Even though the speech ended, it wasn’t really the end of the story. The speaker’s life goes on. The speech was actually a middle chapter of the speaker’s story (even though the speaker doesn’t yet feel that way).
The Ending Is Just a Beginner
Life’s greatest challenges can feel like the end of a story. But they’re not. They’re actually the middle chapters in a story.
In every great story the hero starts out happy. Then the hero is faced with some life-altering challenge. The hero is forced to face her dragon or be lost. In great stories, she overcomes her challenge and is changed forever. This is the arc of all great stories.
All great stories are survivor stories. They’re all about overcoming adversity, sometimes unimaginable adversity.
When you are challenged to the breaking point, it can feel like the final chapter. It can feel like the end. But the chapter you’re writing isn’t the final chapter. It’s that chapter in the middle of the book when all hope is lost. You’re really right at the arc of the story where the hero is made, where she steps up to the challenge, asserts her will, enlists the help of other heroes, and slays the dragon. This is where you are made. It’s where you make yourself.
The Later Chapters
The later chapters are where the hero tells others their story and inspires others to conquer the dragons that they’re facing. Even when heroes fail, they tell stories of lessons learned, of a battles well fought, of recovery, and of survival. And that’s enough.
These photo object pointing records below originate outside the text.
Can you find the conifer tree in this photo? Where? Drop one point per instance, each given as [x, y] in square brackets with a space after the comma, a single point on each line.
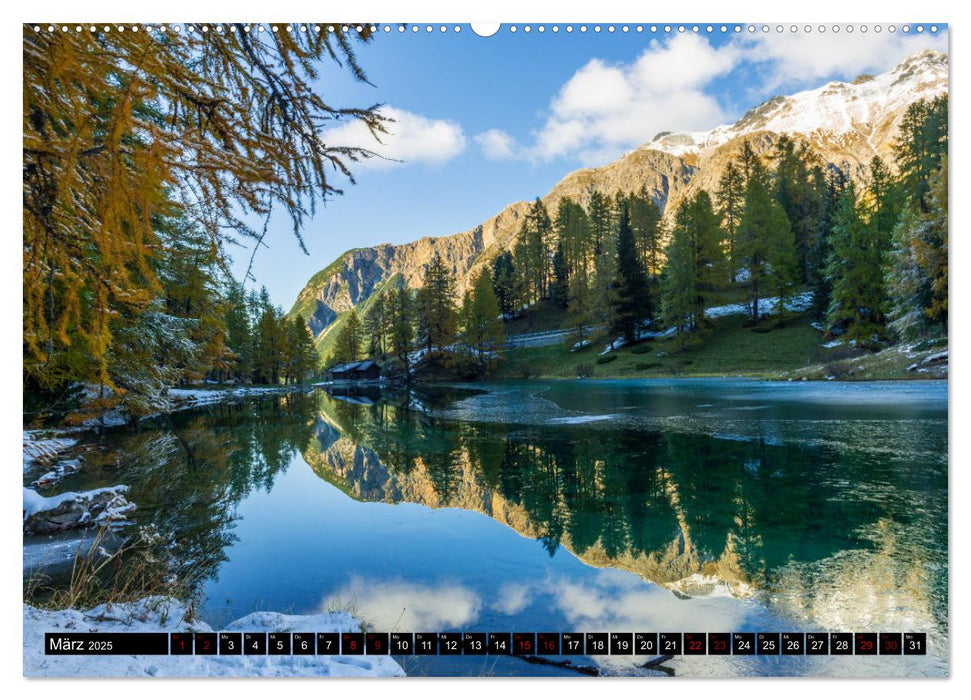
[731, 201]
[764, 237]
[347, 345]
[483, 332]
[123, 130]
[560, 287]
[920, 146]
[301, 356]
[632, 302]
[679, 291]
[855, 272]
[645, 221]
[436, 306]
[399, 306]
[601, 222]
[504, 283]
[580, 304]
[917, 277]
It might feel like you are writing a final chapter. But you’re really writing a middle chapter. How the story turns out has yet to be decided. Know that there is more to write and write the best ending possible.
How do you deal with the “middle chapters,” the painful, overwhelming challenges life throws your way?
Can you remember “middle chapters” that felt like the end? What did you gain from those experiences?
What’s your story of survival, of adversity faced and overcome?